Just like AJ Raymond.

Next Hauck leafed through the medical examiner’s report. Severe blunt-force trauma, crushed pelvis and fractured vertebrae, head trauma. Massive internal bleeding. Dead on impact, the medical examiner presumed.

Hauck paged through the detectives’ case reports. They had mapped out the same course of action Hauck had up in Connecticut. Did a canvass of the area, notified the state police, checked with the body shops, tried to trace back the tread marks for a tire brand. Interviewed the victim’s wife, his employer. “No motive found” to assume it might not have been an accident.

Still no suspects.

Muñoz had gotten up and gone over to a canvas Hauck was working on by the window. He lifted it off the easel. “This is pretty good, Lieutenant!”

“Thanks, Freddy.”

“May get to see you at the Bruce Museum yet. And I don’t mean waiting in line.”

“Feel free to help yourself to any you like,” Hauck muttered, flipping through the pages. “One day they’ll be worth millions.”

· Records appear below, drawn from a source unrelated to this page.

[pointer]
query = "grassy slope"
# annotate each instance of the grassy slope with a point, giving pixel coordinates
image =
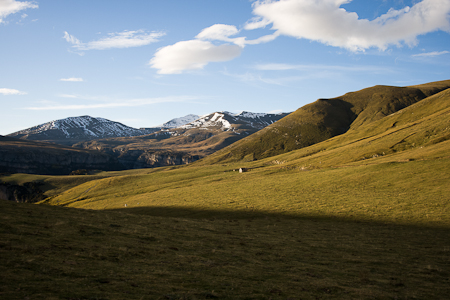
(378, 171)
(326, 118)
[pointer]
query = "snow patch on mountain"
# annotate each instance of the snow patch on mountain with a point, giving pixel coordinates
(80, 128)
(177, 122)
(212, 120)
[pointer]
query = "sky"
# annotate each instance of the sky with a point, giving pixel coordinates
(145, 62)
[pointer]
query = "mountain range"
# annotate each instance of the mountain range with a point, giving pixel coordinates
(223, 137)
(178, 141)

It was frustrating—just like his. The Jersey folks had never found any solid leads.

It just came down to a coincidence, a coincidence Hauck didn’t believe, one that didn’t lead anywhere.

“Strike you as reasonable, Freddy?” Hauck asked. “Two separate 509s? Two different states. Each with a connection to Charles Friedman.”

“Keep at it, Lieutenant,” Muñoz said, flopping back over the arm of the heavy chair.

All that was left was the detail of the eyewitness depositions.
Deposition.
There was only one.

As Hauck opened it up, he froze. He felt his jaw drop open, his eyeballs pulled like magnets to the name on the deposition’s front page.

“See what I’m seeing?”
Freddy Muñoz sat up. He swung his legs off the chair.

“Yeah.” Hauck nodded and took a breath. “I sure do.”

The lone eyewitness to Jonathan Lauer’s murder had been a retired New Jersey policeman.

His name was Phil Dietz.

The same eyewitness as at AJ Raymond’s hit-and-run.